We, with Missourians to Abolish the Death Penalty, continue to mourn and condemn the violent death of Donald Veopel, Jr. (murdered in the 1982 robbery, the crime for which the "state" killed Stephen). It is how we respond to all murders, including the state homicide of Stephen Johns. All our state has accomplished is add more people to the list of mourners. Among those suffering from the loss of their loved one is Margie Johns, mother of Stephen. For almost two decades she, his brother, other kin and friends have lived along with him, under the heavy cloud of a death sentence. She had been his strongest advocate. To share your condolences with her, please write, Margie Johns, 3131 Iowa, Apt. 102, St. Louis MO 63118.

On Tuesday night, Stephen told me it would be okay for caring people to write her, expressing their sympathy—if as we feared, the state would kill again. Other folks have told me that she had been somewhat attached to her privacy and may not want to be disturbed. I talked with her on Monday and found her to be glad to speak with me. We have had a bit of history though. I met Stephen back in 1989 or 1990, during a visit to the Missouri State Penitentiary in Jefferson City, a year or so before prison workers transferred the capital punishment prisoners to the then newly-constructed Potosi Correctional Center. During our visit at that time, Stephen stressed his innocence. He was the first "condemned" man I met in the Missouri prison system. It was the first time I had entered a state prison. Stephen really thankfully put me at ease, although I was somewhat intimidated with going behind the "Walls." I interviewed him for a radio program called "Zebra" focusing on prison issues, which I hosted on KOPN. From the prison I went to visit with Margie at her apartment just a few blocks away. I was greatly impressed by her steadfast support for her son and her willingness to have relocated to Jefferson City—rearranging her life-- to be there for her son. Bud Welch, whose daughter Julie was killed in the Oklahoma City bombing, said during his Missouri Journey of Hope talks in April that parents naturally strive harder to provide support to their kids, especially when they are in trouble. Thus it makes complete sense in considering Margie’s constancy.

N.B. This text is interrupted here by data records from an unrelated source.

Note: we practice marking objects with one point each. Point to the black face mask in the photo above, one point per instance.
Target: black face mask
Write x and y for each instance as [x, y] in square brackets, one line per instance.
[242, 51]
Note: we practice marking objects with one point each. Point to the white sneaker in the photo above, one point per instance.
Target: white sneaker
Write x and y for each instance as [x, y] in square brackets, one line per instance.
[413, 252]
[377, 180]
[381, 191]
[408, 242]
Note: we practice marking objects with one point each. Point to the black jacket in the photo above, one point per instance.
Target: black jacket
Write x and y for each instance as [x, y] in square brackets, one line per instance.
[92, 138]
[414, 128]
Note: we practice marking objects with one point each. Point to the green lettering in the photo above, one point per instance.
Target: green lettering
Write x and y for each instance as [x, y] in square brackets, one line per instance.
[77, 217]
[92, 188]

I have an incredibly difficult time imagining what it would be like to have a child (grown even) dwell under a death sentence and ultimately executed. The natural order of the world suggests the older generation should, after living a long life hopefully, expire to make room in this reality for a future generation. Our kids should live on after the parents.

I hadn’t communicated much with Stephen in the years since then. As I apologized to him and to her a few days I ago, I mentioned as an activist, I have felt compelled to practice a variety of triage in dealing with the death penalty—working on behalf on the men who are most in imminent danger of being executed, those typically already confronted with an execution date. Stephen continued to be in a legal holding pattern for years. And then he got his date.

Among the many memories I have, of Stephen, perhaps the most telling of his kind, joking and compassionate spirit came in our last conversation on Tuesday night, as I was driving to Potosi for the protest vigil. I asked him with as light-hearted manner as was possible, "So what kind of news have you heard (hoping for executive or other legal intervention)?" Without missing a beat, he jovially barked out, "Oh, I have got a lot of news." I took the bait, "oh, yeah?," hopefully I asked. "All of it bad," he continued. We laughed for a while and cursed. We chatted for about 15 minutes, expressed appreciation for each other and bade each other farewell. The vibrancy of this world has lost some color with the violent passing of Stephen Johns. Let us continue to struggle to end this abominable practice, taking life in a twisted manner to show our reverence for other lives.